Güncelleme Tarihi:
İnsanın içini karartan, hayvan sevsin sevmesin herkesin tepkisini alan, insanlık dışı bir serüvenin, ekstrem bir davranışın peşine takıldık gidiyoruz.
Sadece kendi egosu için yaşayanların, uçlarda yaşamayı marifet sayanların, hangi ülkede olduklarını fark edemeyenlerin, farklı davranışlarla toplumda yer etmek isteyenlerin her fiili tartışılmalı mı, yoksa “yok” sayılıp kamuoyuna aktarılmamalı mı?
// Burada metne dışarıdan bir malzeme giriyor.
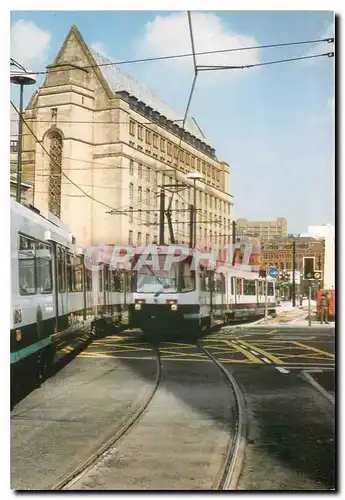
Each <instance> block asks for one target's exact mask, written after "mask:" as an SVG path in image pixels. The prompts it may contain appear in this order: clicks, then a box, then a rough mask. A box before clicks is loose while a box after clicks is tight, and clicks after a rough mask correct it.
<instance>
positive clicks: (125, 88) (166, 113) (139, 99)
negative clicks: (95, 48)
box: [88, 46, 209, 144]
mask: <svg viewBox="0 0 345 500" xmlns="http://www.w3.org/2000/svg"><path fill="white" fill-rule="evenodd" d="M88 49H89V51H90V52H91V54H92V56H93V58H94V59H95V62H96V64H97V65H101V64H109V63H110V62H111V61H109V59H107V58H106V57H104V56H102V55H101V54H99V53H98V52H96V51H95V50H94V49H92V48H91V47H89V46H88ZM99 69H100V70H101V72H102V75H103V76H104V78H105V80H106V82H107V83H108V85H109V87H110V88H111V90H112V91H113V92H120V91H126V92H128V93H129V94H130V95H132V96H134V97H136V98H137V99H138V100H139V101H142V102H143V103H145V104H146V105H147V106H150V107H151V108H152V109H153V110H155V111H158V113H160V114H161V115H164V116H165V117H166V118H168V120H171V121H174V120H182V118H183V113H178V112H177V111H176V110H175V109H174V108H172V107H171V106H169V105H168V104H166V103H165V102H164V101H162V100H161V99H160V98H159V97H158V96H157V95H156V94H154V93H153V92H152V91H151V90H150V89H148V88H147V87H146V86H145V85H143V84H142V83H139V82H138V81H137V80H136V79H135V78H133V77H132V76H131V75H129V74H128V73H125V72H123V71H121V70H120V69H119V68H118V66H116V65H114V64H112V65H109V66H100V67H99ZM178 124H180V122H179V123H178ZM185 129H186V130H187V132H189V133H190V134H192V135H194V136H195V137H197V138H198V139H200V140H201V141H203V142H205V143H207V144H209V142H208V141H207V139H206V137H205V136H204V134H203V133H202V131H201V129H200V128H199V126H198V125H197V123H196V121H195V120H194V118H187V120H186V124H185Z"/></svg>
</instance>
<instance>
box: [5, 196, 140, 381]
mask: <svg viewBox="0 0 345 500" xmlns="http://www.w3.org/2000/svg"><path fill="white" fill-rule="evenodd" d="M10 210H11V324H10V339H11V340H10V347H11V381H12V382H13V381H15V382H17V379H18V378H22V377H23V376H24V375H26V374H28V373H29V374H32V373H34V374H36V376H37V377H38V378H44V376H45V375H46V374H47V373H48V372H49V369H50V367H51V365H52V363H53V362H54V360H55V356H56V353H57V352H58V351H59V350H60V349H61V348H62V347H63V346H65V345H66V344H68V343H69V342H70V341H72V340H74V339H76V338H77V337H78V336H80V335H81V334H82V335H83V336H86V338H92V335H93V333H94V331H95V329H97V330H102V326H103V325H109V324H116V323H119V322H122V321H125V322H126V321H127V322H128V310H127V303H128V302H131V301H132V299H131V276H130V271H127V270H110V269H109V266H108V265H106V264H104V263H103V264H101V265H100V266H99V267H98V268H97V270H96V271H93V270H92V269H90V266H87V265H86V262H85V259H84V253H85V252H84V250H83V248H82V246H78V245H77V244H76V241H75V238H74V237H73V236H72V234H71V233H70V232H69V230H68V228H67V227H66V226H65V224H63V223H62V221H61V220H60V219H58V218H57V217H54V216H53V215H51V214H48V215H47V217H44V216H43V215H42V214H40V213H39V211H38V210H36V209H34V208H33V207H27V206H25V205H22V204H19V203H17V202H16V201H14V200H11V208H10ZM126 318H127V319H126Z"/></svg>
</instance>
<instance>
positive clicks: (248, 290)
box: [129, 245, 276, 334]
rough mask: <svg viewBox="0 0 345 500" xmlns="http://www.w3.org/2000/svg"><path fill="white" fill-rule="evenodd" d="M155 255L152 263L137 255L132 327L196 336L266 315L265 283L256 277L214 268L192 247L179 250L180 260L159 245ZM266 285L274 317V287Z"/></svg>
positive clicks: (269, 283)
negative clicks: (231, 323)
mask: <svg viewBox="0 0 345 500" xmlns="http://www.w3.org/2000/svg"><path fill="white" fill-rule="evenodd" d="M156 251H157V255H156V261H155V262H153V260H152V263H148V262H147V261H146V262H145V263H144V264H140V262H141V260H142V259H141V252H140V249H137V251H136V253H135V256H134V257H133V260H132V269H133V303H132V304H131V305H130V316H129V326H130V327H132V328H140V329H141V330H143V331H144V332H150V331H153V330H154V329H157V328H158V329H160V330H161V331H164V330H165V331H168V330H169V331H170V330H179V331H187V332H193V334H194V333H195V334H198V333H200V332H201V331H202V330H203V329H205V328H209V327H211V326H212V325H213V324H215V323H228V322H230V321H233V320H237V319H245V318H249V317H253V316H260V315H263V314H264V312H265V307H266V304H265V302H266V295H265V282H264V280H263V279H261V278H259V274H258V273H255V272H250V271H241V270H240V269H236V268H234V267H232V266H224V265H223V266H221V268H220V269H221V270H219V268H218V270H217V267H216V268H215V269H213V270H212V269H210V266H209V264H210V262H209V261H205V259H204V258H203V256H202V254H200V253H199V252H198V251H196V250H193V249H186V248H183V249H182V250H181V249H180V252H182V253H183V256H181V258H180V259H179V260H178V261H176V260H174V258H172V246H169V245H167V246H157V247H156ZM177 251H178V249H177ZM267 286H268V291H267V308H268V313H269V314H274V313H275V308H276V303H275V287H274V283H273V282H270V283H267Z"/></svg>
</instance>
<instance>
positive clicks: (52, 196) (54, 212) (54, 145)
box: [48, 132, 62, 217]
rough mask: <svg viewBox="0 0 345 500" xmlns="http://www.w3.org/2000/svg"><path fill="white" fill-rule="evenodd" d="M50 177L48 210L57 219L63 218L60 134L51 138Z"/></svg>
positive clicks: (50, 145) (56, 132)
mask: <svg viewBox="0 0 345 500" xmlns="http://www.w3.org/2000/svg"><path fill="white" fill-rule="evenodd" d="M49 157H50V176H49V191H48V210H49V212H51V213H52V214H54V215H56V217H60V216H61V164H62V137H61V135H60V134H59V133H58V132H53V133H52V135H51V136H50V145H49Z"/></svg>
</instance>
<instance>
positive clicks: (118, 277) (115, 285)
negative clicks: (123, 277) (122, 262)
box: [114, 272, 123, 292]
mask: <svg viewBox="0 0 345 500" xmlns="http://www.w3.org/2000/svg"><path fill="white" fill-rule="evenodd" d="M114 291H115V292H123V280H122V276H121V275H120V274H118V273H116V272H115V276H114Z"/></svg>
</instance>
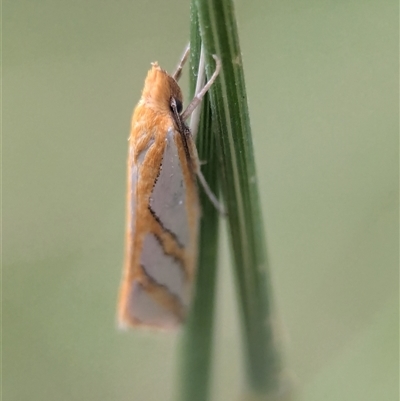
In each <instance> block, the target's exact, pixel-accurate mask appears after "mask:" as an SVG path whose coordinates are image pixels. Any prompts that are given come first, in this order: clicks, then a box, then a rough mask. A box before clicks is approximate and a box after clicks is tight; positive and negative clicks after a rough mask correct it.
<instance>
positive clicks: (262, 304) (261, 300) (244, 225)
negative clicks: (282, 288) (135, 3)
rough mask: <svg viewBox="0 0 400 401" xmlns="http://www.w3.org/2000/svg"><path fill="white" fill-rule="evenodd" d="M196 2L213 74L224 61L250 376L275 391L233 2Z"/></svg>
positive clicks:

Bu konu aslında gazetecilik okullarında tartışılacak, hatta doktora tezi yapılacak bir boyutta ele alınmalı.
Olay sadece “ayı avı” çerçevesine sıkıştılacak kadar basit değil.
Olay sadece “Eğer ünlü bir televizyon sahibi, on binlerce dolara mal olduğu anlaşılan bir av gezisine çıkmış, bu amaçla dünyanın öbür ucuna gitmişse bu önemli bir haberdir” gibi bir gerekçenin arkasına sığınılacak kadar sığ bir izahla sonlandırılamaz boyuttadır.
Hangi ünlü TV? Ne tür yayınla ünlenmiş? Türkiye’deki diğer TV’ler yanında ne kadar vergi ödemiş? Kaç kişiye ulaşmış? Özel TV kanalları yanında kaçıncı sırada? Bu ünlü TV’de kaç kişi çalışıyor? Kaç yıllık bir kurum?
Bütün bu soruların hiç biri beni ilgilendirmiyor.
Ama “ünlü” sıfatının öylesine ucuz elde edildiği bir ülkede yaşıyoruz ki, dün birden ünlenen kişinin ertesi gün sabun köpüğünden farkı kalmıyor.
Ünlü olan herkesin, onbinlerce dolar masraf yaparak dünyanın bir ucuna gidip ayı avlaması eğer haber niteliği taşısaydı Batı basınında bu tür haberlerden başka habere yer verilmezdi. Nedeni dünyanın ünlü av hastaları “ünlü” kişiler öylesine fazla ki…
Bırakalım Batı basınını, Nijerya basını bile avcının duygularını “Karla kan birbirine acıyla karışıyor. Kar ve kan bu kadar mı yakışmış birbirine? Kızıl kar yağar mı hiç? Ayı ölünce kızıl kar yağıyor ey sevgili okur…” sözlerine yer verip yayınlamaz.
“Gitsin kendi TV’sinde yayınlasın izlenimlerini” der ve işin içinden çıkar.
Hayvan hakları yasasının yıllardır TBMM komisyonlarında süründürüldüğü, hayvanların hâlâ sokaklarda öldürüldüğü, hayvan barıkanakları için milyonlarca insanın çırpındığı bir ülkede bırakın “duyarlı” insanları, yürekleri taş kesilmiş olanları bile “duyarlı” yapacak böylesine “hayvanî” olayı tartıştığımız için utanıyorum.
Utanmayı hak etmeyenlerin tepkisine de şapka çıkartıyorum.